Ah, Reggio Calabria. Una città che non si smentisce mai. Una città dove il cemento è più sincero delle parole e le targhe spuntano come erbacce sul ciglio della strada. Ce n'è per tutti: politici, artisti mancati, amministratori che amministrano poco e si targano molto. Non basta fare qualcosa, no. Serve scolpirlo su una lastra di marmo e sbatterlo sotto il naso di chi passa, perché la gloria è una brutta bestia: ti scappa dalle mani se non la inchiodi su una parete.

Ma poi c'è il colpo di genio: una targa con un errore grammaticale. Roba che fa venire la febbre anche a un analfabeta. Dieci anni lì, esposta come una piaga sotto il sole del Palazzo della Cultura Pasquino Crupi. Il povero Crupi, che forse dalla tomba sta strillando bestemmie in dialetto calabrese. E noi qui, che ci limitiamo al voltastomaco, perché ormai indignarsi è un lusso che non possiamo permetterci.

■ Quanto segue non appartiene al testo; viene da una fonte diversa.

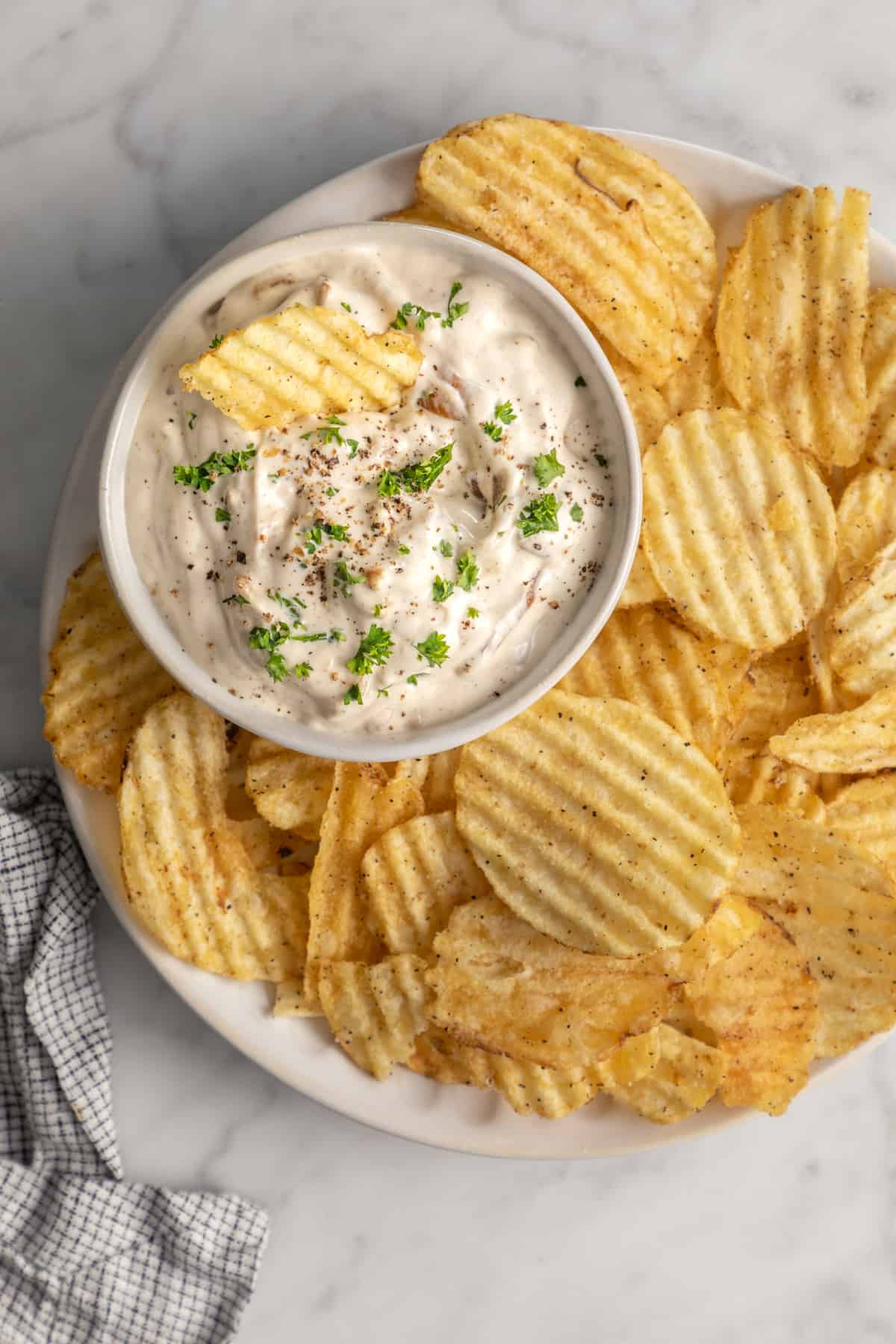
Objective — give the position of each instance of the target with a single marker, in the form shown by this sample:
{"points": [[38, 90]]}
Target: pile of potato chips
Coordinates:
{"points": [[673, 877]]}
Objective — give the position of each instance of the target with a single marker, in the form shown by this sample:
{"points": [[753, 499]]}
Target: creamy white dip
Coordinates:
{"points": [[274, 576]]}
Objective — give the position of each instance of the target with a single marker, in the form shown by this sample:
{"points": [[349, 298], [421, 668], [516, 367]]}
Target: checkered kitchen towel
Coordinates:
{"points": [[87, 1258]]}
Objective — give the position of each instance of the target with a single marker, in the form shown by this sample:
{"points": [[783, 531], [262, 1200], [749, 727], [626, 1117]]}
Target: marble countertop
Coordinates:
{"points": [[136, 140]]}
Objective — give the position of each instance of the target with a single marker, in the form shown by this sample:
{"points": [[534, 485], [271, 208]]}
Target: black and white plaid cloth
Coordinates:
{"points": [[87, 1258]]}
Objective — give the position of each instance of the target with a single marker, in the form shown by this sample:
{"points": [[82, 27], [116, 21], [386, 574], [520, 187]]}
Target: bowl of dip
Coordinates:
{"points": [[376, 585]]}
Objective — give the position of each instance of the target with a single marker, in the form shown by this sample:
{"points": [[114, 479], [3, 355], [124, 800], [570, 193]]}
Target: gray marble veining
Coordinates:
{"points": [[136, 140]]}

Le targhe vanno meritate, non imposte. Punto. Lo sanno anche i muri. Chi amministra la cosa pubblica dovrebbe fare il suo lavoro e poi sparire senza lasciare traccia, come i vecchi ladri gentiluomini. Ma no, qui si targano da soli, si applaudono davanti allo specchio, si inchiodano alla storia con l'arroganza di chi non ha capito niente.

E allora polverizzatela quella targa. Fatela a pezzi. Gettatela al vento come le ceneri di un parente che non sopportavate. Perché alla faccia della cultura, questa è solo una lapide all’idiozia.